Jorge is leaning over my shoulder, peering down at the sketch I’m furiously trying to finish before class is over.
I ignore him, my tongue sticking out in concentration as I try and get the shading just right. He doesn’t say anything else, just keeps watching me as he always does. I’m starting to think Jorge has taken a non-sexual shine to me. He’d just moved to Portland with his older brother a week ago from San Diego and still has that fish out of water look to him, which dissolves when he’s around me, turning into a whip-smart attitude full of withering commentary.
Finally I’m done, holding the paper up so the both of us can see it properly. “I wouldn’t say it’s dark and twisted,” I muse, inspecting every mark my pencil’s made.
“Honey, there is no point in denying it,” he says. “You’re dark. You’re twisted. If you didn’t have Courtney Love’s hair, you’d fit right in with Wednesday Adams.”
“Oh please,” I say, giving him a look. “You don’t even know who Courtney Love is.”

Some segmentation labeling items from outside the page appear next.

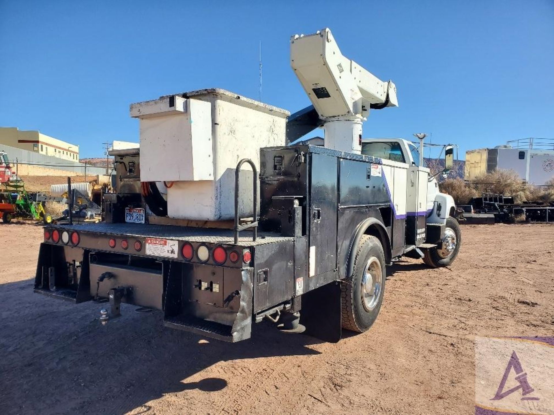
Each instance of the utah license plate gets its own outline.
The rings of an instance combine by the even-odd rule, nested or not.
[[[144,209],[141,208],[125,208],[125,222],[128,224],[143,224]]]

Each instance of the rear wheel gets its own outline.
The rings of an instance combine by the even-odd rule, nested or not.
[[[356,253],[354,272],[342,281],[342,327],[365,331],[375,322],[383,302],[385,283],[384,253],[375,236],[363,235]]]
[[[456,259],[461,245],[460,225],[455,219],[449,217],[441,243],[437,247],[423,251],[423,262],[433,268],[448,266]]]

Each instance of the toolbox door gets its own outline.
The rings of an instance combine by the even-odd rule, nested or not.
[[[425,241],[429,171],[412,165],[408,169],[406,193],[406,244],[418,246]]]
[[[310,153],[309,275],[337,267],[337,157]]]

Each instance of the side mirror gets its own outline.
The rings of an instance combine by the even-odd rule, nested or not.
[[[454,167],[454,146],[448,144],[444,148],[444,170],[449,171]]]

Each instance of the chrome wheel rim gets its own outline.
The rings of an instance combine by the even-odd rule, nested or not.
[[[383,271],[381,263],[371,257],[366,264],[362,278],[362,304],[366,312],[371,312],[377,305],[383,286]]]
[[[456,245],[458,240],[456,239],[456,232],[450,227],[447,227],[444,230],[444,237],[441,240],[442,242],[442,247],[437,250],[437,253],[439,256],[442,258],[448,258],[452,255],[452,252],[456,249]]]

“I know the bitch shot her husband and has a horrible bleach job,” he says with an exaggerated shrug.
My eyes narrow and for a moment I think he freezes. I think I’ve done it again, the thing that’s only worked on Jay and demons.

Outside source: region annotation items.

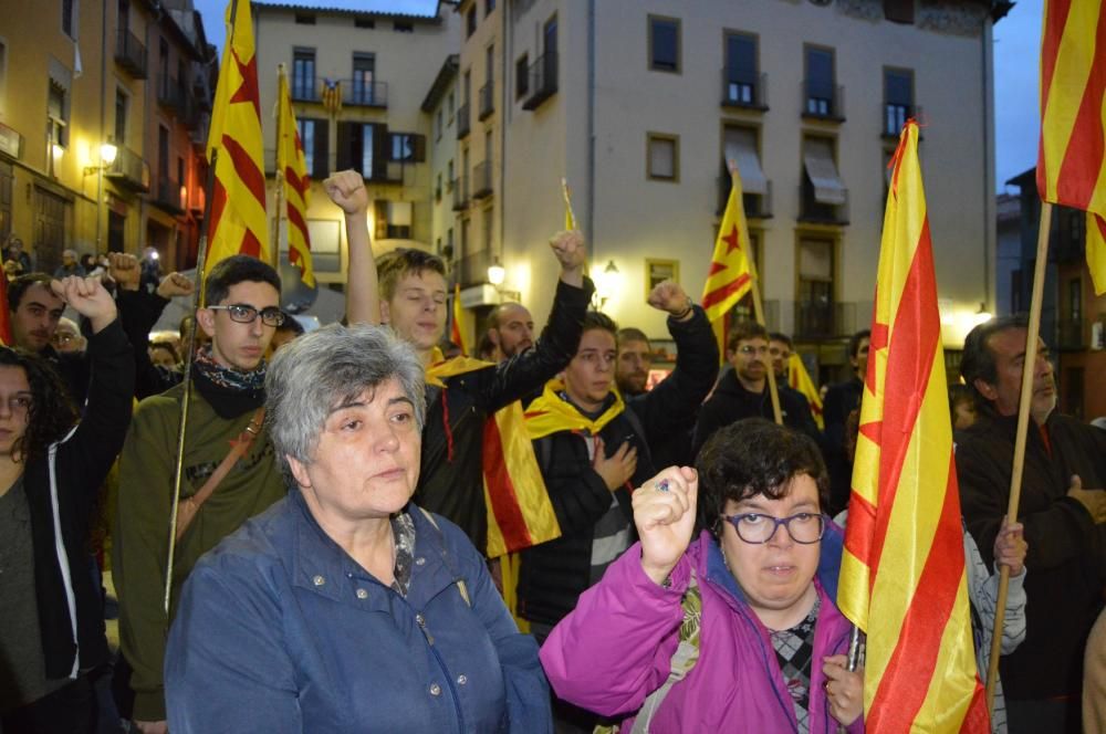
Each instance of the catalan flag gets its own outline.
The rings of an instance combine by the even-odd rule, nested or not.
[[[281,66],[279,74],[279,112],[276,117],[276,169],[283,176],[284,201],[288,206],[288,258],[300,269],[300,280],[314,287],[315,271],[311,264],[311,234],[307,232],[307,195],[311,179],[303,155],[303,141],[292,109],[288,76]]]
[[[1087,266],[1106,293],[1106,12],[1102,0],[1045,0],[1037,191],[1087,212]]]
[[[467,355],[468,348],[465,346],[465,329],[461,328],[461,317],[465,308],[461,307],[461,284],[453,283],[453,323],[449,327],[449,340],[461,348],[461,354]]]
[[[236,254],[271,262],[265,219],[265,176],[261,140],[258,60],[249,0],[227,6],[227,46],[211,112],[208,160],[215,159],[215,191],[208,224],[205,271]],[[233,22],[231,22],[233,21]]]
[[[814,384],[806,371],[803,358],[795,353],[792,353],[787,360],[787,385],[803,394],[803,397],[811,405],[814,422],[818,424],[820,429],[825,429],[825,419],[822,418],[822,394],[818,392],[818,386]]]
[[[837,594],[867,632],[865,727],[989,733],[914,120],[895,153],[874,311]]]
[[[714,254],[702,289],[702,307],[707,312],[718,339],[718,352],[726,358],[726,336],[729,314],[753,284],[753,260],[749,252],[749,223],[741,202],[741,176],[737,167],[730,171],[730,198],[714,240]]]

But Jorge quickly laughs, swatting at my shoulder. “You know I’m joking, girlfriend. Your hair is preciosa.”
Even so, I see a glimmer of fear in his eyes. I feel bad. I need to be a bit more careful. After spending some time in Hell, I’m not quite sure what I`m capable of anymore.
Case in point: my current sketch is a dark purple evening gown made of sequins, shiny black tar and charred animal bones. A sexy version of a demon cloak if I ever saw one. I’ve been drawing a whole line of designs based on what I saw in Hell. I guess to some it would creepy, not to mention morbid, to fixate on these details I would rather soon forget. But for me it’s more of a coping mechanism. Turning the horrible things I saw into something I understand, even something beautiful.
“What are you doing after this?” I ask him. We’ve only know each other a week really—it’s been ten days since school started—but I feel it’s time I solidified this into a friendship. Jorge is the only guy in our class and the rest of the girls are nice but all local, so they all have their cliques. I may be local too but I’m still like a boat without an anchor. I’ve made peace with the fact that Amy and Tom don’t talk to me anymore (and Jessie’s emails have become distant at best) and the only real tie I have to anyone is Jay, who I haven`t even seen since it all happened.
And believe me, it hurts every fucking day.
“I have to work,” Jorge says. Then he lights up. “But hey, tomorrow night I’m making dinner for Roberto. Come on by. Roberto will get us wine and beer as well.”
So lame. I can go to Hell (not to mention vote) but I can’t buy alcohol. In some ways the past month has made me feel old beyond my years and it’s like the real world is still struggling to catch up.
“That sounds like a date,” I tell him with a wink.
“Easy now,” he says with a discerning shake of his head. He runs his hands seductively down his chest and abs. “You may wish you can have all this but until you grow a penis, we’ll be staying friends.”
I roll my eyes and promise I’ll be there. Also promise I won`t be growing a penis. Then I wrap up my stuff and head for the bus stop, going home.
Yeah, a lot has happened in the last two weeks since I stepped back from the underworld (and yeah, I know I keep mentioning it but it’s a hard thing to just gloss over). Mainly good things. Really only one bad one.
But first the good.
My mother is in heaven. Still. I mean, she’s there permanently. Not in the Veil and definitely not in Hell. When Jay took her off into the light, she stayed in that light.
I know so because I’ve seen her ghost.
Just once.
But it was enough.
It was a few days after and I was lying in bed, doing my usual scroll through Instagram and rolling my eyes at the drama on my feed when she appeared in Pinkie. I felt her before I even saw her, a sugary hit of her lilac perfume, a warm glow to the room.
I turned my head and saw her sitting there in the chair like she used to. She was wearing a long white dress, like a nightgown someone out of the Victorian era would have worn.